Also: Der Akku besteht aus 24 LiIon-Zellen und hat 14,4 Volt 9Ah hält knapp 3 Std und wiegt 1250 Gramm (komplett mit Gehäuse, Elektronik, Relais Sicherung Buchsen etc.)

Das Vorschaltgerät wiegt ca 500 Gramm incl der 40cm Hochspannungsleitung.
Der Brenner incl gehäuse kommt auf 200 Gramm, also insgesamt 2KG.

Das Gewicht ist zwar ordentlich, aber die Ausleuchtung entschuldigt alles...

Für die Stadt hab ich wie gesangt ne 3-Watt Luxeon Funzel.

Und ja, es gibt auch kleinere Xenon Lampen, zb Trailtech Lupine Nightpro ... nachzulensen im Elektronik Forum.

Gruß Benni


----------



## brakeless (21. November 2004)

@Downhillschrott

Respekt, tolle sehr informative Seite!!

 


Gruß Benni


----------



## downhillschrott (21. November 2004)

Die techn. Daten sind ja schon seeeehr überzeugend.   

Wegen Heimseite: Danke für die Lorbeeren, leider hab ich keine Zeit endlich mal ein Update zu machen.    Teilweise sind da schon sehr veraltete Dinger dabei.


----------



## Jeremy (26. November 2004)

Besteht denn wirklich die Notwendigkeit Nachts mit Superbeam durch einen Wald zu moschen?

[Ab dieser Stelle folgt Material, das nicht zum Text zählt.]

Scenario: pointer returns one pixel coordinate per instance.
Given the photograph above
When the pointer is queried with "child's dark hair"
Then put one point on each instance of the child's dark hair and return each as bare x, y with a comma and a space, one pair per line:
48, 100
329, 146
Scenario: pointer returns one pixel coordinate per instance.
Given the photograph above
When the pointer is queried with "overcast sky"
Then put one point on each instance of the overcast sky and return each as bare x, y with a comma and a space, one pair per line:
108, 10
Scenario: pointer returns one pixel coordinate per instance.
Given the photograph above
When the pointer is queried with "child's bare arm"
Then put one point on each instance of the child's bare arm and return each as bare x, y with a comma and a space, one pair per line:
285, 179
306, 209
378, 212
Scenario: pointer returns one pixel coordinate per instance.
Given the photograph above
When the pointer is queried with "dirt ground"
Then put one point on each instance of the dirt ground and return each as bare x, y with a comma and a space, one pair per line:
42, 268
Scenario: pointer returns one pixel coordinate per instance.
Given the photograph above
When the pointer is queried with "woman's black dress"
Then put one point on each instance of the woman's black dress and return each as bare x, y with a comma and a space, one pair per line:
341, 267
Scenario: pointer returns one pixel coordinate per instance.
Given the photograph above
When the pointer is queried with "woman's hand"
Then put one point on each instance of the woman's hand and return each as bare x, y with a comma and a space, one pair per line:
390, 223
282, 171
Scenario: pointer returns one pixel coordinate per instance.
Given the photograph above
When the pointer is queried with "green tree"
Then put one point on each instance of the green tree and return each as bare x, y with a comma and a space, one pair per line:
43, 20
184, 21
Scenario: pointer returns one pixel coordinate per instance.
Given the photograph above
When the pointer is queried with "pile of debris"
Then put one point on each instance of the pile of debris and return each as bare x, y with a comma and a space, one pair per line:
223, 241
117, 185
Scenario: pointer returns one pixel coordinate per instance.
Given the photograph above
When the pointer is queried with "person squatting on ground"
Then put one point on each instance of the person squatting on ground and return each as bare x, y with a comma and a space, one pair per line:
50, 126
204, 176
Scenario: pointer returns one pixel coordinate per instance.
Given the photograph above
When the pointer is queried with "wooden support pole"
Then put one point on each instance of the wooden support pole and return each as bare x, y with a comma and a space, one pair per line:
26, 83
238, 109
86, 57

Schaltet statt der Lampe mal euer Hirn ein und zieht die Folgen für die Waldbewohner in Betracht. 

Ich finde es schlicht zum Kotzen und hoffe das Bußgeld hierfür ist richtig satt!!!


----------



## MTB-News.de




----------



## Rolf H. (26. November 2004)

Was sind die Folgen ???


----------



## Hugo (26. November 2004)

Rolf H. schrieb:
			
		

> Was sind die Folgen ???



wuesst ich auch gern...gestern wollt mir schonma jemand die nightrides madig machen....was soll das???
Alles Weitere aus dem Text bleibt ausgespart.